The author is a Reuters Breakingviews columnist. The opinions expressed are her own.

Around the world, investigators are trying to find out if the largely unregulated foreign exchange market was manipulated. Even before the probes are completed, the pace of change will pick up in the $5 trillion-a-day market, in both what moves currencies and the way business is done.

Regulators are investigating whether some traders profited from knowledge of how clients wanted to trade around the time that widely-used benchmark prices were set. Chatter about rumoured flows has long been a way of life in FX, and not just at benchmark-setting minutes.

The economic logic for talking is simple and strong, as a 2013 Bank for International Settlements working paper shows. Knowledge of customer order flows, particularly from asset managers, has “a significant economic value for a dealer.” Dealers’ gains are amplified as the market concentrates.
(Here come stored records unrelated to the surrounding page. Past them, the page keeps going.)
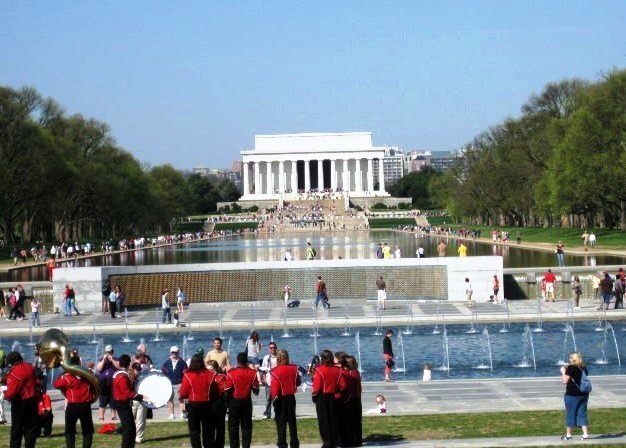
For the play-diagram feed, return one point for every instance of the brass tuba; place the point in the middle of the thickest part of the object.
(54, 350)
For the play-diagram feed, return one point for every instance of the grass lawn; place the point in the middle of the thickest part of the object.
(381, 429)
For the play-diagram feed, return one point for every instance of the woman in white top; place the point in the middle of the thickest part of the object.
(253, 347)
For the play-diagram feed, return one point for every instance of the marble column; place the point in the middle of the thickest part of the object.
(345, 176)
(381, 176)
(320, 175)
(294, 176)
(307, 176)
(258, 189)
(246, 179)
(281, 176)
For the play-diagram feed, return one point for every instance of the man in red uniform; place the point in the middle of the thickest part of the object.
(23, 393)
(327, 381)
(240, 382)
(285, 382)
(123, 393)
(79, 395)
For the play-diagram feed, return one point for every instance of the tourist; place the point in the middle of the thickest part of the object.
(218, 354)
(381, 287)
(320, 293)
(577, 290)
(560, 253)
(327, 382)
(241, 382)
(79, 395)
(270, 361)
(442, 249)
(123, 393)
(388, 355)
(575, 400)
(310, 251)
(173, 368)
(284, 384)
(181, 297)
(166, 307)
(606, 286)
(462, 250)
(199, 388)
(550, 280)
(105, 369)
(253, 349)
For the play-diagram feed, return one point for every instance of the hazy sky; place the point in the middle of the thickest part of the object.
(191, 82)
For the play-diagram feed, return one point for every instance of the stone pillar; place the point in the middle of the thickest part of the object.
(246, 179)
(307, 176)
(370, 175)
(381, 176)
(281, 176)
(294, 176)
(320, 175)
(258, 189)
(269, 184)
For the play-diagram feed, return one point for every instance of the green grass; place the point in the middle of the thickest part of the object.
(380, 429)
(388, 223)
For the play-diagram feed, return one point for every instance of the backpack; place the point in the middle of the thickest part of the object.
(585, 383)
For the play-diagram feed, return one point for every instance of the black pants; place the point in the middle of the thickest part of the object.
(125, 414)
(73, 413)
(218, 414)
(45, 423)
(240, 414)
(24, 422)
(285, 412)
(326, 408)
(200, 424)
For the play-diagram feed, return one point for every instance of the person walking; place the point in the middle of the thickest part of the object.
(388, 354)
(285, 382)
(198, 386)
(575, 399)
(79, 395)
(241, 382)
(381, 287)
(23, 393)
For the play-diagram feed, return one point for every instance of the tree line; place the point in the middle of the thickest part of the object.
(65, 178)
(561, 163)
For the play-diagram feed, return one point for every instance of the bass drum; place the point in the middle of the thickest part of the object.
(156, 386)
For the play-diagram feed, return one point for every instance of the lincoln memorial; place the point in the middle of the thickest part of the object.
(285, 166)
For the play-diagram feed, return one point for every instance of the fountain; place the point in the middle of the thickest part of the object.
(401, 369)
(409, 325)
(379, 322)
(539, 327)
(569, 337)
(126, 338)
(528, 349)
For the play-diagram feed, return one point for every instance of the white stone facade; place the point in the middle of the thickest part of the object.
(287, 165)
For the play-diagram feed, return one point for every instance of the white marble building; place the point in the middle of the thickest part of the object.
(283, 165)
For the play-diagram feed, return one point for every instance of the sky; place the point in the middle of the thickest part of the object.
(190, 83)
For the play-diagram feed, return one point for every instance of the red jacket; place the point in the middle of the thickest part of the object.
(241, 381)
(21, 383)
(122, 390)
(285, 380)
(327, 380)
(198, 386)
(45, 404)
(75, 389)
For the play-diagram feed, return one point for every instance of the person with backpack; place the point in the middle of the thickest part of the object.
(577, 388)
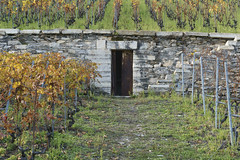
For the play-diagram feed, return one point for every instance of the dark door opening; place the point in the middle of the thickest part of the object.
(122, 72)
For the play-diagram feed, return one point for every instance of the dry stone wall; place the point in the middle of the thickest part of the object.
(156, 55)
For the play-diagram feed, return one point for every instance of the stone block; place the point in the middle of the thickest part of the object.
(14, 42)
(72, 31)
(144, 57)
(2, 33)
(35, 31)
(225, 48)
(169, 34)
(51, 31)
(196, 34)
(10, 31)
(159, 87)
(165, 80)
(168, 63)
(101, 44)
(123, 45)
(237, 38)
(231, 43)
(54, 45)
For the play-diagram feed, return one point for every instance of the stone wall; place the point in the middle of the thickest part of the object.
(156, 55)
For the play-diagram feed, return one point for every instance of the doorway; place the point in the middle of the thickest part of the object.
(122, 72)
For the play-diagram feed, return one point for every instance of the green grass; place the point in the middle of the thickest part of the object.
(154, 127)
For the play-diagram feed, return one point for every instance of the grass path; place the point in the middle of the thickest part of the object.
(141, 128)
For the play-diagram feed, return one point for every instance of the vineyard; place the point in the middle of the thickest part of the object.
(164, 15)
(40, 95)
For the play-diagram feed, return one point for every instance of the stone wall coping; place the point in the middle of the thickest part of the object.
(89, 31)
(35, 31)
(11, 31)
(169, 34)
(51, 31)
(121, 33)
(196, 34)
(72, 31)
(135, 33)
(223, 35)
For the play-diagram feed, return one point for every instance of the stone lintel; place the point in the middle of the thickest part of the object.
(122, 45)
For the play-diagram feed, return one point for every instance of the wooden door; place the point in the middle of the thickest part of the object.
(127, 73)
(122, 72)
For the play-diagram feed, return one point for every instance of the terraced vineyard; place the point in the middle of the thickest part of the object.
(165, 15)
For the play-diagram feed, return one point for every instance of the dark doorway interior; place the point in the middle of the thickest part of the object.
(122, 72)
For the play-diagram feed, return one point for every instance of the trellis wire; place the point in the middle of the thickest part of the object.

The investigations have awakened the traders’ employers. Several banks have curbed the use of online chatrooms, long used to swap rumours and nuggets of information. And the traders, after more than 20 of them have been suspended or fired, are being far more circumspect about what they share. Muffling the echo chamber of FX chatter will mute the impact of client orders, since fewer people will be able to jump on the bandwagon of rumoured flows.

The heightened sensitivity about fairness to clients will probably see even more FX business done on electronic trading platforms: humans can be accused of mishandling such information, machines can’t. Three-quarters of global FX trading volume is already processed electronically, according to financial research firm Greenwich Associates. It’s 28 percent for the currency options part of the market. Since banks get higher margins on options than on spot trading, FX profits will be squeezed if “electronification” makes inroads in that part of the market.

It looks like regulators will take some time to decide if the FX rates were manipulated and what to do about it. Currency markets, always quick to anticipate news, won’t wait for the final results. They will start adjusting to the new environment before it’s unveiled.